エリーナ・クレスウェルが幼かった頃、クレスウェル家は有力な貴族としてエリディアムの人々から尊敬を集め、領地を広く治めていた。立派な屋敷は磨き抜かれた石造りの壁に囲まれ、豪奢な家具や歴史を感じさせる武具が所々に飾られている。広い中庭では常に兵士たちが訓練に励み、騎士団の指導も行われていた。
幼いエリーナは、そんな屋敷の中を遊び回る活発な少女だったが、何よりも憧れていたのは、姉リディアの姿だった。リディアはクレスウェル家の長女として、幼い頃から剣術や戦略を学び、責任感と強い意志で家名を背負っていた。彼女が稽古に励む姿は、エリーナにとって何よりも誇らしく、まぶしい存在だった。
ある日、エリーナは姉の姿を見つけるために中庭へと向かった。そこでは、リディアが侍女たちや近衛兵の注目を集めながら、真剣な表情で剣を振るっていた。豪華な刺繍が施された軽装の剣士服をまとったリディアは、気高く、そして強かった。エリーナは庭の片隅からその姿を見つめ、幼いながらも心に決めた。
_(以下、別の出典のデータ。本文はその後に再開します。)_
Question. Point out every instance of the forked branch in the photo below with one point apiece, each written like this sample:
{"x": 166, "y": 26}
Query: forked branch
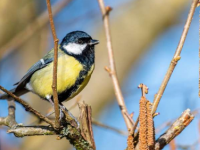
{"x": 55, "y": 64}
{"x": 112, "y": 70}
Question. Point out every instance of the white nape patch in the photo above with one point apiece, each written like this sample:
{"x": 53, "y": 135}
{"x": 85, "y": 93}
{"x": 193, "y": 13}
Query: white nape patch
{"x": 42, "y": 61}
{"x": 74, "y": 48}
{"x": 29, "y": 87}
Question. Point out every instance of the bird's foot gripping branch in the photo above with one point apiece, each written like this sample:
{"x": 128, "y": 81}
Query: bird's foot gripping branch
{"x": 80, "y": 138}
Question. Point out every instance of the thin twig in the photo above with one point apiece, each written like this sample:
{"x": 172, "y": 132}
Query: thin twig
{"x": 28, "y": 107}
{"x": 113, "y": 73}
{"x": 175, "y": 129}
{"x": 175, "y": 58}
{"x": 86, "y": 123}
{"x": 99, "y": 124}
{"x": 54, "y": 84}
{"x": 31, "y": 29}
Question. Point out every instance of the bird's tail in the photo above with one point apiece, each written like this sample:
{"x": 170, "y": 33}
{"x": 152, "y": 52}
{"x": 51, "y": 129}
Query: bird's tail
{"x": 14, "y": 91}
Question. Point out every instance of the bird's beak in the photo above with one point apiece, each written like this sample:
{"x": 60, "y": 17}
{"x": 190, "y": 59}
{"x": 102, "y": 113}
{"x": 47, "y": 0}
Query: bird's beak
{"x": 94, "y": 42}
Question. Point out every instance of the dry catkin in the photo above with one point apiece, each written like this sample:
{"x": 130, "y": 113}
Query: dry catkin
{"x": 130, "y": 142}
{"x": 143, "y": 145}
{"x": 151, "y": 130}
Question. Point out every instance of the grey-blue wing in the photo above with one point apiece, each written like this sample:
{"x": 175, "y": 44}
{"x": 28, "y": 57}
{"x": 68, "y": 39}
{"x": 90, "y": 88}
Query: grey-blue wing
{"x": 37, "y": 66}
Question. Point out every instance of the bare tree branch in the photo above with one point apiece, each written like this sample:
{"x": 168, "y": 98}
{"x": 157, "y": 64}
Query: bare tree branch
{"x": 175, "y": 58}
{"x": 112, "y": 70}
{"x": 28, "y": 107}
{"x": 55, "y": 64}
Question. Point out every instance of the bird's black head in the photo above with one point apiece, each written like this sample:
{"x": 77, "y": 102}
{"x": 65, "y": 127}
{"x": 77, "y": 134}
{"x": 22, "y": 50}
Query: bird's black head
{"x": 78, "y": 43}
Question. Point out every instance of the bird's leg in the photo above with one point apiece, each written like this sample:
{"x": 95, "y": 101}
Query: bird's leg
{"x": 65, "y": 109}
{"x": 52, "y": 103}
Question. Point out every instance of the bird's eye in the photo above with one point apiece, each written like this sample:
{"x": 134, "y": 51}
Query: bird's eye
{"x": 80, "y": 41}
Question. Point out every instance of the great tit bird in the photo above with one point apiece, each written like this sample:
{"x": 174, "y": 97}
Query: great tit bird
{"x": 76, "y": 59}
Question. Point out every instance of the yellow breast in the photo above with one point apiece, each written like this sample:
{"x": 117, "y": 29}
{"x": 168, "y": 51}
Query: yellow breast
{"x": 67, "y": 72}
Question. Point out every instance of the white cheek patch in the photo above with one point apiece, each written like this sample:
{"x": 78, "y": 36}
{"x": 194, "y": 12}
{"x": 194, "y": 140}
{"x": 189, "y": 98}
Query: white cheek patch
{"x": 29, "y": 87}
{"x": 74, "y": 48}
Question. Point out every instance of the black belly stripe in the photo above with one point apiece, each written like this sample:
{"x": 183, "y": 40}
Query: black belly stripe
{"x": 87, "y": 60}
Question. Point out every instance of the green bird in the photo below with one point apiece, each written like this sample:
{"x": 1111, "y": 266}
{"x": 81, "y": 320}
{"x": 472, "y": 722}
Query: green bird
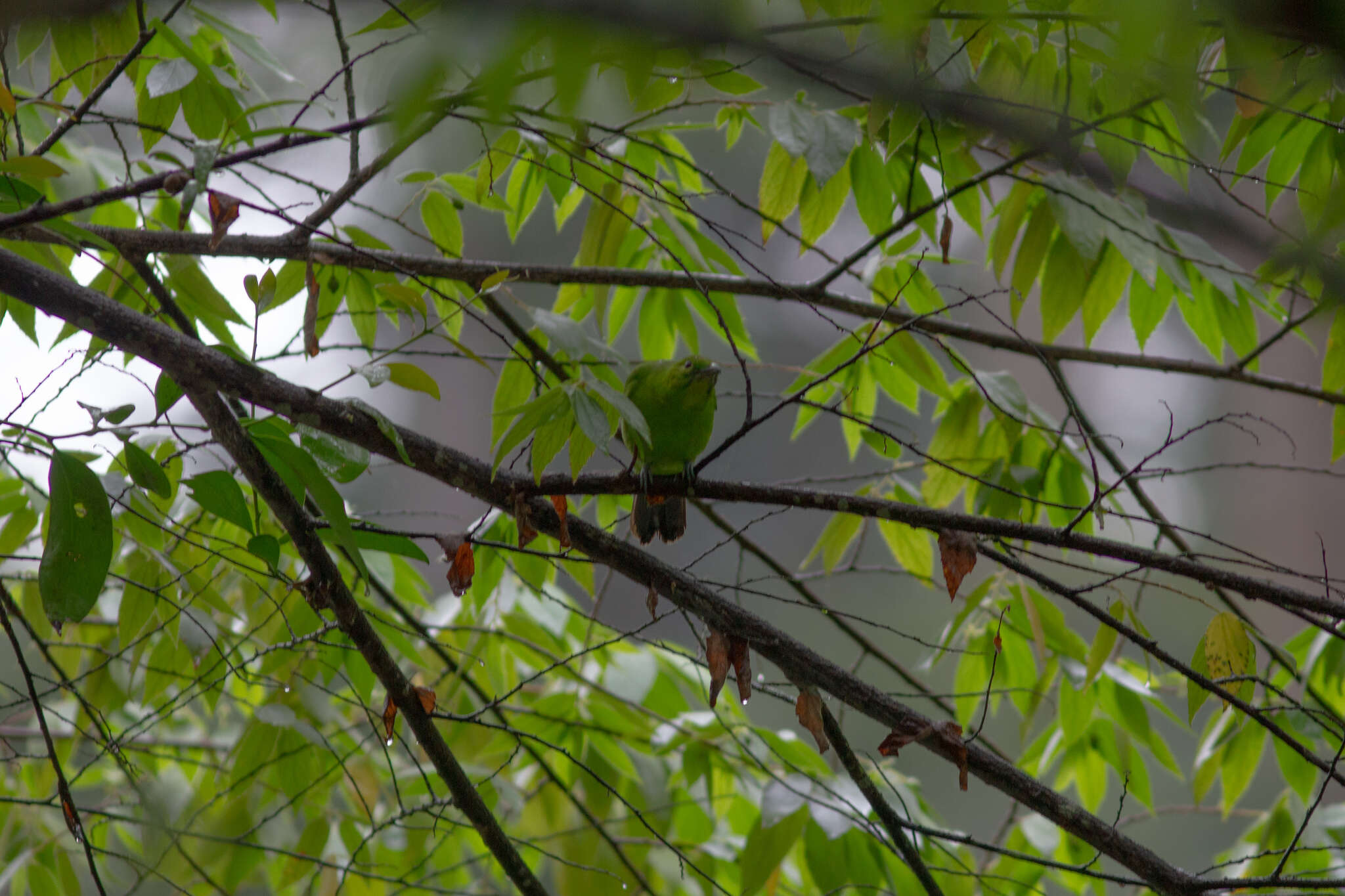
{"x": 677, "y": 399}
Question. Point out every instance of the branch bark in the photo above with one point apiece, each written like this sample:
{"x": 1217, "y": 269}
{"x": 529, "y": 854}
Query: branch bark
{"x": 200, "y": 368}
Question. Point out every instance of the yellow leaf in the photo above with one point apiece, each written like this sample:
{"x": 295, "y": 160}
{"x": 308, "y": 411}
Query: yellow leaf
{"x": 1227, "y": 649}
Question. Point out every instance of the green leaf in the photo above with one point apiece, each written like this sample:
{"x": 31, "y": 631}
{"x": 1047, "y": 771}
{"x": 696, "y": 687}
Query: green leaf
{"x": 1103, "y": 643}
{"x": 338, "y": 458}
{"x": 265, "y": 547}
{"x": 218, "y": 494}
{"x": 766, "y": 849}
{"x": 146, "y": 472}
{"x": 782, "y": 181}
{"x": 78, "y": 545}
{"x": 818, "y": 209}
{"x": 527, "y": 419}
{"x": 1036, "y": 240}
{"x": 910, "y": 545}
{"x": 33, "y": 167}
{"x": 1239, "y": 763}
{"x": 1149, "y": 305}
{"x": 413, "y": 378}
{"x": 1061, "y": 288}
{"x": 873, "y": 195}
{"x": 837, "y": 536}
{"x": 385, "y": 426}
{"x": 956, "y": 444}
{"x": 1107, "y": 282}
{"x": 362, "y": 307}
{"x": 824, "y": 139}
{"x": 443, "y": 223}
{"x": 1196, "y": 696}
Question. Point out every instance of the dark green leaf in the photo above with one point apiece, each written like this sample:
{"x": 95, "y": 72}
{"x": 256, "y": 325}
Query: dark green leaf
{"x": 146, "y": 472}
{"x": 218, "y": 494}
{"x": 78, "y": 547}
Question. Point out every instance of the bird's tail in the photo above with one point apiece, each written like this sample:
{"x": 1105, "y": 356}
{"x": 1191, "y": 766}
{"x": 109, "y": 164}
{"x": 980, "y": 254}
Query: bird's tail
{"x": 662, "y": 515}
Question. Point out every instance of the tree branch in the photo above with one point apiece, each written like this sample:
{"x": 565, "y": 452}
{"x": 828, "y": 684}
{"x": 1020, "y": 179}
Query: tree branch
{"x": 198, "y": 368}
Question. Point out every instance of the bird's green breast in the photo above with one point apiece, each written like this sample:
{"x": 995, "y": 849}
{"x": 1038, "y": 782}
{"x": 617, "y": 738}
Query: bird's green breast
{"x": 678, "y": 412}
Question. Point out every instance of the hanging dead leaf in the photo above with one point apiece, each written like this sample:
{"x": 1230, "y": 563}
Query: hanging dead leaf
{"x": 523, "y": 519}
{"x": 898, "y": 739}
{"x": 68, "y": 809}
{"x": 947, "y": 731}
{"x": 562, "y": 507}
{"x": 808, "y": 710}
{"x": 315, "y": 593}
{"x": 717, "y": 657}
{"x": 389, "y": 717}
{"x": 223, "y": 211}
{"x": 311, "y": 310}
{"x": 462, "y": 567}
{"x": 958, "y": 555}
{"x": 741, "y": 660}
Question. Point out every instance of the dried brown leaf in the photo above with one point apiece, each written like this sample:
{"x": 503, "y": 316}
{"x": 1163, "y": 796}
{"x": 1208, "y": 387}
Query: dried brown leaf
{"x": 898, "y": 739}
{"x": 462, "y": 566}
{"x": 808, "y": 710}
{"x": 717, "y": 657}
{"x": 223, "y": 211}
{"x": 958, "y": 555}
{"x": 562, "y": 507}
{"x": 741, "y": 660}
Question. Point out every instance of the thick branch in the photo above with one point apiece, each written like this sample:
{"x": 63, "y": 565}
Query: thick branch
{"x": 198, "y": 368}
{"x": 179, "y": 244}
{"x": 327, "y": 582}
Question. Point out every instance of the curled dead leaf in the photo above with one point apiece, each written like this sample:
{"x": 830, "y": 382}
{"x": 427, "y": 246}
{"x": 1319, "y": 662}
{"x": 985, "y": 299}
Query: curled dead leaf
{"x": 808, "y": 710}
{"x": 717, "y": 657}
{"x": 562, "y": 507}
{"x": 523, "y": 519}
{"x": 948, "y": 733}
{"x": 315, "y": 593}
{"x": 462, "y": 562}
{"x": 741, "y": 660}
{"x": 223, "y": 211}
{"x": 958, "y": 555}
{"x": 311, "y": 310}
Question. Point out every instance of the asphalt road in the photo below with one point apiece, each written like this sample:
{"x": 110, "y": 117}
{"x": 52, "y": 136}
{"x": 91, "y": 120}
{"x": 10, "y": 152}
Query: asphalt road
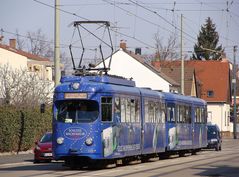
{"x": 206, "y": 163}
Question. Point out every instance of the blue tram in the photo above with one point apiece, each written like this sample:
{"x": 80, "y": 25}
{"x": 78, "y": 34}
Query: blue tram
{"x": 102, "y": 117}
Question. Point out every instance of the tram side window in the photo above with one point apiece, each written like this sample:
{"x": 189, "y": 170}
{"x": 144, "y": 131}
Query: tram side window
{"x": 137, "y": 109}
{"x": 163, "y": 112}
{"x": 151, "y": 111}
{"x": 171, "y": 113}
{"x": 198, "y": 115}
{"x": 181, "y": 113}
{"x": 146, "y": 110}
{"x": 157, "y": 113}
{"x": 123, "y": 109}
{"x": 106, "y": 108}
{"x": 117, "y": 107}
{"x": 132, "y": 110}
{"x": 128, "y": 104}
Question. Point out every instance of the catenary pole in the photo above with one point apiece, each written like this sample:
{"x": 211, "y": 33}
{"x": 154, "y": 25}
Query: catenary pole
{"x": 57, "y": 44}
{"x": 234, "y": 92}
{"x": 182, "y": 60}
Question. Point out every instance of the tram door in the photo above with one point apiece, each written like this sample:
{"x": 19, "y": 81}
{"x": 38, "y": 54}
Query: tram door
{"x": 121, "y": 133}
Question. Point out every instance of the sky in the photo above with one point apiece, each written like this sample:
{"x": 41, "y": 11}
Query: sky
{"x": 134, "y": 21}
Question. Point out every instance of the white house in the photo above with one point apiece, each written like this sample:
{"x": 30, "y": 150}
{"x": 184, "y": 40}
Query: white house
{"x": 129, "y": 65}
{"x": 23, "y": 61}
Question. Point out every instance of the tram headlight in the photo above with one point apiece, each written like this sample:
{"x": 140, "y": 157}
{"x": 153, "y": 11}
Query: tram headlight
{"x": 60, "y": 140}
{"x": 89, "y": 141}
{"x": 76, "y": 85}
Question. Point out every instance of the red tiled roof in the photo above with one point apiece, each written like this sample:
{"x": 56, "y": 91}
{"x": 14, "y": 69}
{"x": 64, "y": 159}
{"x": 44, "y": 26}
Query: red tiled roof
{"x": 23, "y": 53}
{"x": 212, "y": 75}
{"x": 152, "y": 68}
「私も……お姉さまのように強くなるんだ」エリーナの瞳には、決意の光が宿っていた。
練習を終えたリディアが水を飲んでいると、エリーナが駆け寄ってきた。「お姉さま!」と勢いよく声をかけ、彼女の手を取り、真剣な眼差しで言った。
「お姉さまのように剣士になりたい!私も強くなって、クレスウェル家を守れる人になりたいの!」
リディアは、意外そうに少し驚いたが、すぐに優しく微笑みを浮かべた。「エリーナ、本当に強くなりたいの?」
エリーナは力強く頷いた。「うん!だって、お姉さまは皆に頼られてるし、守ってる。私もそうなりたいの!」
リディアはその真剣な目に、自分の小さな頃の姿を見た気がした。彼女はエリーナの肩に手を置き、優しく言った。「強くなるには努力と忍耐が必要よ。剣は軽いものではないし、クレスウェル家を背負うことも簡単じゃない。でも、エリーナならきっと立派な剣士になれるわ」
「私、頑張る!」エリーナは嬉しそうに声をあげ、幼いながらも心から誓った。その小さな拳には、大きな決意が込められていた。
こうして、エリーナ・クレスウェルは剣士を目指す決意を固めた。この瞬間が、彼女の人生において大きな転機となり、クレスウェル家を支える剣士としての道を歩み始める原点となった。エリーナの純粋な思いと意志の強さが、この一歩を踏み出すきっかけとなったのである。